Large-Scale Wasserstein Gradient Flows
This provides a scalable solution for machine learning applications involving diffusion processes, but it is incremental as it builds on existing JKO schemes with a novel computational approach.
The authors tackled the computational challenge of solving optimization problems in Wasserstein gradient flows, introducing a scalable method using input-convex neural networks that avoids domain discretization or particle simulation, enabling sampling from measures and computing probability densities with applications to density sampling and nonlinear filtering.

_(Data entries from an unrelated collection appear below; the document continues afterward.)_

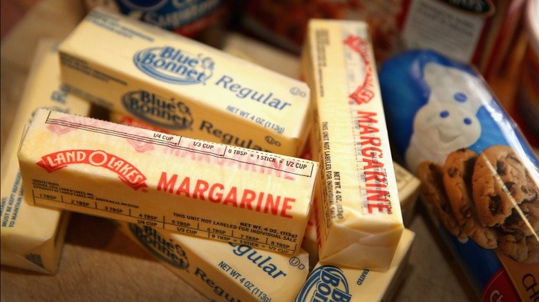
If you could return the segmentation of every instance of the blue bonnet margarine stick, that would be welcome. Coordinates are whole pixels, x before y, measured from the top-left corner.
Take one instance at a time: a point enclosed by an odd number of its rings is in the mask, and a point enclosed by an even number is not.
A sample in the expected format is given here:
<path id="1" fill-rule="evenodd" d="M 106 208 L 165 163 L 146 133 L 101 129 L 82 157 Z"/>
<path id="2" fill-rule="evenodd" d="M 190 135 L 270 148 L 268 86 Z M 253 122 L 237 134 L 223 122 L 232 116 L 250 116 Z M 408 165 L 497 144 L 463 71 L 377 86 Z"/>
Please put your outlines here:
<path id="1" fill-rule="evenodd" d="M 295 302 L 391 301 L 404 276 L 415 234 L 404 229 L 386 272 L 376 272 L 319 262 Z"/>
<path id="2" fill-rule="evenodd" d="M 369 39 L 364 22 L 311 20 L 302 72 L 321 165 L 320 261 L 384 271 L 404 225 Z"/>
<path id="3" fill-rule="evenodd" d="M 57 268 L 69 213 L 24 201 L 17 158 L 21 133 L 39 108 L 88 114 L 91 107 L 63 89 L 56 46 L 46 39 L 38 45 L 1 165 L 1 264 L 45 274 Z"/>
<path id="4" fill-rule="evenodd" d="M 216 301 L 291 301 L 309 273 L 309 256 L 176 234 L 117 221 L 120 230 Z"/>
<path id="5" fill-rule="evenodd" d="M 288 156 L 305 143 L 305 83 L 193 40 L 97 8 L 59 53 L 74 93 L 167 132 Z"/>
<path id="6" fill-rule="evenodd" d="M 19 161 L 30 203 L 299 252 L 318 163 L 46 110 Z"/>

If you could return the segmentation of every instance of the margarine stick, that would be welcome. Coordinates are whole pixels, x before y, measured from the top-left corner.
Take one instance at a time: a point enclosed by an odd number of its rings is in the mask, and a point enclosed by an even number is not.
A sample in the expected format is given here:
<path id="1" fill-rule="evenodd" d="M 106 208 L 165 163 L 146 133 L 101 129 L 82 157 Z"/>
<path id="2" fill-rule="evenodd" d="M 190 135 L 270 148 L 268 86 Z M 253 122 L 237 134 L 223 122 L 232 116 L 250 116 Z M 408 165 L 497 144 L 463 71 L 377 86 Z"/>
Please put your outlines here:
<path id="1" fill-rule="evenodd" d="M 318 163 L 50 110 L 19 161 L 31 203 L 294 254 Z"/>
<path id="2" fill-rule="evenodd" d="M 393 162 L 393 168 L 395 172 L 397 189 L 403 213 L 403 221 L 404 225 L 406 226 L 413 215 L 414 207 L 419 194 L 421 181 L 397 163 Z M 315 197 L 313 203 L 316 202 L 316 199 Z M 314 216 L 314 212 L 311 212 L 309 221 L 307 223 L 303 241 L 301 242 L 301 248 L 309 253 L 309 263 L 313 266 L 316 264 L 319 260 L 317 239 L 316 218 Z"/>
<path id="3" fill-rule="evenodd" d="M 315 108 L 320 260 L 384 271 L 404 228 L 368 28 L 312 20 L 303 74 Z"/>
<path id="4" fill-rule="evenodd" d="M 303 250 L 286 255 L 117 222 L 124 233 L 211 301 L 291 301 L 309 273 Z"/>
<path id="5" fill-rule="evenodd" d="M 56 46 L 51 40 L 38 45 L 1 161 L 1 264 L 46 274 L 56 272 L 69 213 L 23 200 L 17 159 L 21 133 L 38 108 L 79 114 L 90 112 L 89 103 L 63 89 Z"/>
<path id="6" fill-rule="evenodd" d="M 59 53 L 72 91 L 112 112 L 176 134 L 288 156 L 304 144 L 307 85 L 193 40 L 97 8 Z"/>
<path id="7" fill-rule="evenodd" d="M 392 301 L 404 278 L 415 234 L 405 229 L 386 272 L 319 262 L 295 302 Z"/>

Wasserstein gradient flows provide a powerful means of understanding and solving many diffusion equations. Specifically, Fokker-Planck equations, which model the diffusion of probability measures, can be understood as gradient descent over entropy functionals in Wasserstein space. This equivalence, introduced by Jordan, Kinderlehrer and Otto, inspired the so-called JKO scheme to approximate these diffusion processes via an implicit discretization of the gradient flow in Wasserstein space. Solving the optimization problem associated to each JKO step, however, presents serious computational challenges. We introduce a scalable method to approximate Wasserstein gradient flows, targeted to machine learning applications. Our approach relies on input-convex neural networks (ICNNs) to discretize the JKO steps, which can be optimized by stochastic gradient descent. Unlike previous work, our method does not require domain discretization or particle simulation. As a result, we can sample from the measure at each time step of the diffusion and compute its probability density. We demonstrate our algorithm's performance by computing diffusions following the Fokker-Planck equation and apply it to unnormalized density sampling as well as nonlinear filtering.